Decisão pessoal e desapego aos cargos
Pacheco ressaltou que nunca teve a intenção de permanecer indefinidamente na vida pública e destacou seu desapego aos cargos políticos. A desistência ocorre após meses de especulações sobre uma possível candidatura ao governo mineiro, que ganharam força nos bastidores políticos.
Frustração no Planalto
A desistência frustra a expectativa do presidente Lula que, desde o ano passado, manifestava publicamente o desejo de ver Pacheco liderando a disputa em Minas Gerais pela base governista. Apesar da pressão, o senador optou por não ingressar na corrida eleitoral.
Alternativa para o estado
Mesmo fora da corrida eleitoral, o senador defendeu a construção de uma alternativa para o comando do estado. Em declaração, Pacheco disse: “Obviamente no momento oportuno esses partidos vão sentar, vão tratar e vão definir um nome para candidatura ao governo, a vice-governador, a senador da República”. A fala indica que o PSD e aliados devem buscar outro nome para representar a base aliada.

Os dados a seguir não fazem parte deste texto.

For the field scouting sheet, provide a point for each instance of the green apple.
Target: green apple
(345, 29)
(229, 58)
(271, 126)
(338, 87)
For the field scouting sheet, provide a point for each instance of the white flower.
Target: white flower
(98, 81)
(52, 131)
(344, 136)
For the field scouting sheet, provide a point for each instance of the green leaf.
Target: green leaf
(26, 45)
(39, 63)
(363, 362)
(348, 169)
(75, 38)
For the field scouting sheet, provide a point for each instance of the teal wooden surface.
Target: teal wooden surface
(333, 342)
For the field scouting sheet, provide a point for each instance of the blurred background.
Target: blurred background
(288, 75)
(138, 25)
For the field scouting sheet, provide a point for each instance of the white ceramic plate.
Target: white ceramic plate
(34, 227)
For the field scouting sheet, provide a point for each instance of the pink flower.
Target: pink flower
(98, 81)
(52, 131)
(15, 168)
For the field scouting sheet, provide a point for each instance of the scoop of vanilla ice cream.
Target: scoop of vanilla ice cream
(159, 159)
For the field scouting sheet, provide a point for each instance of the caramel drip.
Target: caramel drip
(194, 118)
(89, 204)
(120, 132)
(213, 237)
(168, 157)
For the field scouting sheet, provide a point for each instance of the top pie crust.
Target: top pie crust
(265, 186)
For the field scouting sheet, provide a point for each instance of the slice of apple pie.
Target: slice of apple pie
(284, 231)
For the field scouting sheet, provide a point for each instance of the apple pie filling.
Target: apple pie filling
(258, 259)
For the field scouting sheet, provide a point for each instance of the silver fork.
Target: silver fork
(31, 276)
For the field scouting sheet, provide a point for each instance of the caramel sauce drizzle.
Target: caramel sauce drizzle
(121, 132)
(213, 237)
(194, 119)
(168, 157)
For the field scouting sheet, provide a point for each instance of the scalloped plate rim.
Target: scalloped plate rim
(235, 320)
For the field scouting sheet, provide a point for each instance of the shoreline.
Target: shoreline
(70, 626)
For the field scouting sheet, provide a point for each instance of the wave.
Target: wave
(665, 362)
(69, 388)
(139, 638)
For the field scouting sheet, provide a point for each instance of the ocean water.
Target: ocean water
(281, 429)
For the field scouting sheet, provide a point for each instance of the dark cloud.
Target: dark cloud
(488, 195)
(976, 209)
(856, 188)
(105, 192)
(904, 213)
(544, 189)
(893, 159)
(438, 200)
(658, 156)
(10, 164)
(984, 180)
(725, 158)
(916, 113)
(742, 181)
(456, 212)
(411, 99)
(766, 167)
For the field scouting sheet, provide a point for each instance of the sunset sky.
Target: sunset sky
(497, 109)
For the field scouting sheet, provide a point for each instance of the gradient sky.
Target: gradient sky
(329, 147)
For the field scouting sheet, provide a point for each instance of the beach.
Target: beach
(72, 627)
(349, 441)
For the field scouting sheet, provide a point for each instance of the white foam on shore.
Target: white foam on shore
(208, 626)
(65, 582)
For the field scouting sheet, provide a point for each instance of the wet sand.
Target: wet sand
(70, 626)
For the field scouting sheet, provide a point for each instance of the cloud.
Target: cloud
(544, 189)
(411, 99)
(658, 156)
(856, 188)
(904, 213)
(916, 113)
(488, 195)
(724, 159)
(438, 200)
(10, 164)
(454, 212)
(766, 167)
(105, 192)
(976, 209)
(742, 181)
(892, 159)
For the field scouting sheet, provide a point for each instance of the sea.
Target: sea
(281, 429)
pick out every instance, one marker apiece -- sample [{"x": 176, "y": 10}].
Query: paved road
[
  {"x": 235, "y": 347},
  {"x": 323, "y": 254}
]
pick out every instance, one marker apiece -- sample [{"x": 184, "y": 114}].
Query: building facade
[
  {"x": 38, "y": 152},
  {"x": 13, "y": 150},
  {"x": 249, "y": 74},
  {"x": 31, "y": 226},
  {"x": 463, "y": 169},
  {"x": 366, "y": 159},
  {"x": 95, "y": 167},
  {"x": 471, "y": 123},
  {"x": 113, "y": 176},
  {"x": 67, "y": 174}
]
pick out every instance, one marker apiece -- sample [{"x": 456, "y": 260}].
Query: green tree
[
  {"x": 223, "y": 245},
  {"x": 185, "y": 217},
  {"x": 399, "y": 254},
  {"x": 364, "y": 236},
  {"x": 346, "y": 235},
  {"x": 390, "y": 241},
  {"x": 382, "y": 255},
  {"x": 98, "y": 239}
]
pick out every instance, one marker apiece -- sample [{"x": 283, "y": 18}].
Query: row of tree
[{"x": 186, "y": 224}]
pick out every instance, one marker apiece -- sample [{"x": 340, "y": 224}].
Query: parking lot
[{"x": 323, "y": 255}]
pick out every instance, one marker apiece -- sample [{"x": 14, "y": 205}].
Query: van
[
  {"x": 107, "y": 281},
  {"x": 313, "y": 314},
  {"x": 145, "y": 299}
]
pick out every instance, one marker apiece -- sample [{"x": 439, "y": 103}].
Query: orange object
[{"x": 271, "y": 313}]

Relação com o STF e crise no Senado
Pacheco também comentou sobre a possibilidade de ingressar no Supremo Tribunal Federal (STF). Ele afirmou: “Não tenho nenhuma expectativa ou perspectiva de ingresso em tribunal superior, inclusive no STF, se isso foi cogitado em algum momento, isso foi bem resolvido, é uma página virada”. A não indicação de Pacheco ao STF por Lula criou uma profunda crise com o senador Davi Alcolumbre (União-AP), que passou a atuar contra o governo no Senado. Embora Lula tenha tentado uma aproximação, o senador vem mantendo distância do governo.